Mary is unsettled. Her grief feels overwhelming. She was distraught by Jesus’s death, and now is troubled, repeatedly indicating that she thinks his body has been taken from the tomb, and she doesn’t know where it is. When the risen Christ greets her as a gardener, she doesn’t recognize him. Only when he calls her by name, “Mary,” does she recognize him. When she does, the world feels settled again.

Yet Jesus won’t let her cling to a settled past or present. Instead, he points her to the future, and he gives her a vocation: Go. Tell. And so she goes and tells the disciples, “I have seen the Lord!”

Mary would have preferred a settled world, one in which Jesus just returns from the dead and then everything returns to normal. But it is not the reality of what is occurring, nor is it the vocation to which the risen Christ is calling her. He is calling her to new life, complete with a new vocation of witness.

Too often I live as if Easter is about Christ uncrucified, rather than Christ crucified and risen. I would like to pretend that nothing bad really happened. Christ’s dying and rising points me, and us, to a new and unsettling future. It is a beautiful future, bearing witness to the Easter Hope of Christ’s resurrection, a future of new life.

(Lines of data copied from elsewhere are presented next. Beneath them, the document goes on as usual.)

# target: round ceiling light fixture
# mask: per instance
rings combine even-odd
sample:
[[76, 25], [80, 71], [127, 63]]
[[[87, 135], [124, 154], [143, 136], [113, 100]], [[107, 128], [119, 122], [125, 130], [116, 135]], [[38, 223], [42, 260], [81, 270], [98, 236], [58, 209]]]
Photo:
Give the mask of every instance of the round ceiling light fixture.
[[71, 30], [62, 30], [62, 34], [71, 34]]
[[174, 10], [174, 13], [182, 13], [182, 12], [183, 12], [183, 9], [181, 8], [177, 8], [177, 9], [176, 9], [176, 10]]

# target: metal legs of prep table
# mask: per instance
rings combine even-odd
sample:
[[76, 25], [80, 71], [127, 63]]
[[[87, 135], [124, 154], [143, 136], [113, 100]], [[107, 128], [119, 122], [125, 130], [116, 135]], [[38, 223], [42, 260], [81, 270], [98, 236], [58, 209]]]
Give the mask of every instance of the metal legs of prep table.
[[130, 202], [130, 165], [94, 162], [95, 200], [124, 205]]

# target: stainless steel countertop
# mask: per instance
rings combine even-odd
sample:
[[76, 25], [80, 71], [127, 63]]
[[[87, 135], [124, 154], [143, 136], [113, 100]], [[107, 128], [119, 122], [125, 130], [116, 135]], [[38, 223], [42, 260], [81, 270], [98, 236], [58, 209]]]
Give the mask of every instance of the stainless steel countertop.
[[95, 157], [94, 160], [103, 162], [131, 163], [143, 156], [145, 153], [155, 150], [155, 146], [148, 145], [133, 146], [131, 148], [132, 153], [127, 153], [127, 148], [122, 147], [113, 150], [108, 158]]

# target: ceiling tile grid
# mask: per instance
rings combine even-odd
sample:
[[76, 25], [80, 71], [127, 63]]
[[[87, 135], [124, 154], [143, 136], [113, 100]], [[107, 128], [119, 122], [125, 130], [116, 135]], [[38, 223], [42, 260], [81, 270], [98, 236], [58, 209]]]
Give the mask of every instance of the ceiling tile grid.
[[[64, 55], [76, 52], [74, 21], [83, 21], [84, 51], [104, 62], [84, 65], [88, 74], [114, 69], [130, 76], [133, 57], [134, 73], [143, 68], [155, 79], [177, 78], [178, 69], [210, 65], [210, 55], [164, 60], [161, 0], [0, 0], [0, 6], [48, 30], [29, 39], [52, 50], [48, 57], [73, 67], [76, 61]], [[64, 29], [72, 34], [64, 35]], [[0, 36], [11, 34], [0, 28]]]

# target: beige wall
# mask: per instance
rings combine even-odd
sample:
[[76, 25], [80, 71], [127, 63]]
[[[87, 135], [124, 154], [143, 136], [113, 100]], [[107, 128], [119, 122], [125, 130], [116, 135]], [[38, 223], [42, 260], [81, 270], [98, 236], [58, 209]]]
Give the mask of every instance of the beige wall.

But because it is new, it is unsettling. Can I leave the shore and launch into the beautiful, deep, yet wilder seas? Even if I know that the Risen Christ is calling me there?

The Gospel calls us to Easter Hope, to a belief that, as an old Avery and Marsh song puts it:

Every morning is Easter morning from now on; every day is resurrection day, the past is over and gone.

Every Morning is Easter Morning, Richard Avery & Donald Marsh

Am I ready to live every day as resurrection day? Long after the Easter celebration, will each morning be, for you and me and the world, Easter Morning? I hope and pray so.